On parle beaucoup avec la Ville d'Ottawa pour s'assurer que les étudiants peuvent s'amuser et que les résidents de Côte-de-Sable demeurent en sécurité. Même si on veut faire la fête, il faut être conscient qu'il y a des gens autour, mentionne la commissaire à la vie étudiante du syndicat Erin Atkinson.

« La présence de policiers rend certains étudiants [issus] des minorités nerveux, mais on leur explique comment éviter [de se placer] dans certaines situations. »

— Une citation de  Erin Atkinson, commissaire à la vie étudiante, Syndicat étudiant de l'Université d'Ottawa

Le match Panda a failli ne pas avoir lieu en 2022

Dans la foulée des débordements de l’an dernier, Mathieu Fleury avait même suggéré la suspension du match Panda, en 2022. Sa tenue a finalement été confirmée vers la fin de l’été, confirme le conseiller municipal, lorsque la Ville d’Ottawa a donné son aval.

La Ville a travaillé avec les organisateurs, OSEG et l’Université d’Ottawa, pour mettre en place des plans élaborés. L’Université a reconnu que s’il n’y a pas une amélioration immense et significative, le match est à risque.

« Il faut célébrer ce match important pour la région et pour nos universités. On peut consommer, on peut fêter sans créer un environnement chaotique. »

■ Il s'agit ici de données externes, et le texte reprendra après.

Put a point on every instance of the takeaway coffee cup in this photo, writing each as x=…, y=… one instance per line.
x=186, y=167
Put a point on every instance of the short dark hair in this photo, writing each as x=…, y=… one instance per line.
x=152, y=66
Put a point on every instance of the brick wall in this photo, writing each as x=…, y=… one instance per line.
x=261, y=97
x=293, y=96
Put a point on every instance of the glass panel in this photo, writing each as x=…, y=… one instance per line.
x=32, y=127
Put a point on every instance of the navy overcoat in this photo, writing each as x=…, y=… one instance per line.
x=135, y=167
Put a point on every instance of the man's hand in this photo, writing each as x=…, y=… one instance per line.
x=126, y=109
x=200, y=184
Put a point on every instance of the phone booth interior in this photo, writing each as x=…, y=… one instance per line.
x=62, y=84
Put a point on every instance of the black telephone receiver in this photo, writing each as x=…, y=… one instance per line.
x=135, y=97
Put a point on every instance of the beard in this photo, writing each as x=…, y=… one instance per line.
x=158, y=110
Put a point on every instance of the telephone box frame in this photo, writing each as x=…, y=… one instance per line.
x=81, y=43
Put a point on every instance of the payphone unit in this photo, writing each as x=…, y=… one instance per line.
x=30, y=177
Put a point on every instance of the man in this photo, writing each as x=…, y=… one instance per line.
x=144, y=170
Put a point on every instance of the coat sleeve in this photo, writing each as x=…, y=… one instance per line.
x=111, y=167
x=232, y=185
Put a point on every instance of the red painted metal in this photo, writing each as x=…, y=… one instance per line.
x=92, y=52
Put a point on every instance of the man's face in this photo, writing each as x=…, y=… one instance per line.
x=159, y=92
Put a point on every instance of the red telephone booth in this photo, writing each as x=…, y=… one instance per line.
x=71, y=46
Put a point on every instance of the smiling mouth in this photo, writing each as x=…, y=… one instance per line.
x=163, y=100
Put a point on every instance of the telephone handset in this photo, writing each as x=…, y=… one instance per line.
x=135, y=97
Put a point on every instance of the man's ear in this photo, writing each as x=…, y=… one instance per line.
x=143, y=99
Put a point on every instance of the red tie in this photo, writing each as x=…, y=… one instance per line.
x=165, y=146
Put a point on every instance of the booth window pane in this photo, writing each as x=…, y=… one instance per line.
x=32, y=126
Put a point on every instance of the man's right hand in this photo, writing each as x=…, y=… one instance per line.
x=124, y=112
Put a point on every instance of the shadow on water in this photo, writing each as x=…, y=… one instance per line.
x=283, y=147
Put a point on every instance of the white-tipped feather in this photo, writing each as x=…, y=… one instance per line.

— Une citation de  Mathieu Fleury, conseiller municipal à la Ville d’Ottawa

L’élu, qui quittera la vie politique le 14 novembre, entend bien être visible le 1er octobre. Avant et après la partie de football, il sera dans les rues du quartier Côte-de-Sable afin de veiller au grain. Pendant le match, il entend être dans les gradins avec mon chandail des Gee-Gees, précise le fier diplômé de l’Université d’Ottawa.

Les joueurs soulèvent leur trophée dans leur vestiaire.

Historiquement, le match Panda est l'affaire des Gee-Gees, qui ont remporté 35 des 52 affrontements (archives).

Photo : Greg Kolz

Par courriel, OSEG dit s'attendre à un événement sécuritaire à la Place TD et renvoie les questions sur les débordements aux deux universités impliquées.